On Thanksgiving day, the fisherman and his son were walking along the banks of the Diversion Channel near Allenville when they found a pile of dumped trash.

But when they looked closer, they realized it was stacks of undelivered mail, all neatly bundled together.

The fisherman tells me you can't reach this remote location by car, especially when it's muddy. So, whoever dumped the mail apparently didn't make the delivery by accident.

The man who found it says all the mail looked to be dated in early November. He saw addresses in Jackson, Sikeston, New Madrid and Dexter.

He took all this mail to the postmaster in Gordonville, who sent it on to the Office of the Inspector General in Kansas City, Kansas.

But, how would mail heading to four different communities all end up in one spot?

Mail sent to Southeast Missouri starts at the processing center in Cape Girardeau. There, its sorted and bundled, then carried by contract drivers to the individual towns for delivery.

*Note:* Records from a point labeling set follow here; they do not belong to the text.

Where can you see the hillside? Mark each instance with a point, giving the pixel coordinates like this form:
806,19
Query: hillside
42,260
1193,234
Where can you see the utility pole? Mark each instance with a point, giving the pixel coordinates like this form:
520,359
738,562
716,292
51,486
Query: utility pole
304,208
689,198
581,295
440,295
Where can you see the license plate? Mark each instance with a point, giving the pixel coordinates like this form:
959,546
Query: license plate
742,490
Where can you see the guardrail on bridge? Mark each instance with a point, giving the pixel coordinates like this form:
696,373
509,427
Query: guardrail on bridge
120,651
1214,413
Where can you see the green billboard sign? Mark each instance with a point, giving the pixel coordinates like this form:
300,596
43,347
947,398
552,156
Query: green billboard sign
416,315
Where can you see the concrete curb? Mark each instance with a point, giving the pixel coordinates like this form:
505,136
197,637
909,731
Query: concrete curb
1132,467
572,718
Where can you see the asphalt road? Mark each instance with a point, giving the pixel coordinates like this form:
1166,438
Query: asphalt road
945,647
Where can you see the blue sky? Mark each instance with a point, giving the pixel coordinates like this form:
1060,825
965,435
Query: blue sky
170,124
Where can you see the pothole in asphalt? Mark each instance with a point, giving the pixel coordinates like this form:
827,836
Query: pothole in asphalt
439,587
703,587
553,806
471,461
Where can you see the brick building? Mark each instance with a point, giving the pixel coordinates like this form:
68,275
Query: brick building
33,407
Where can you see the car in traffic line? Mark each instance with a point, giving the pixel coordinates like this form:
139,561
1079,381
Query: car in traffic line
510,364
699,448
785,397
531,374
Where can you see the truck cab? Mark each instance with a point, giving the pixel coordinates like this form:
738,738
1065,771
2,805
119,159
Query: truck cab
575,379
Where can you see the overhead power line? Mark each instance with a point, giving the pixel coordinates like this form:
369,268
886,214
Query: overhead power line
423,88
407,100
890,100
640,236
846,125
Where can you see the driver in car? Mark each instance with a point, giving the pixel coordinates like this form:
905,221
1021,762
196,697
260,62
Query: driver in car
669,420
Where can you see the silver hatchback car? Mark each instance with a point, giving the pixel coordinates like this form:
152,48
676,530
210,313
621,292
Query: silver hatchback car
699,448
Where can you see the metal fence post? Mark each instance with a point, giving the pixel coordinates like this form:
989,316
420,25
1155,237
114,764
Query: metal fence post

Those drivers, known as highway contract route employees, do not officially work for the Postal Service. But whether an HCR driver or a postal carrier did the dumping, tampering with mail is a federal crime and this surprising find is now at the center of an O.I.G. investigation.

O.I.G. Spokesman John Masters tells me, if your mail got dumped, you will be contacted by mail about it. Masters says his office will let you know that you've had so many pieces of mail sent to the O.I.G. as part of an ongoing investigation.

It will be up to you to let your creditors know if you're missing a bill.

Masters calls mail dumping "very rare" and say his office is taking the investigation seriously. Masters says it could take weeks or months before the investigation is complete.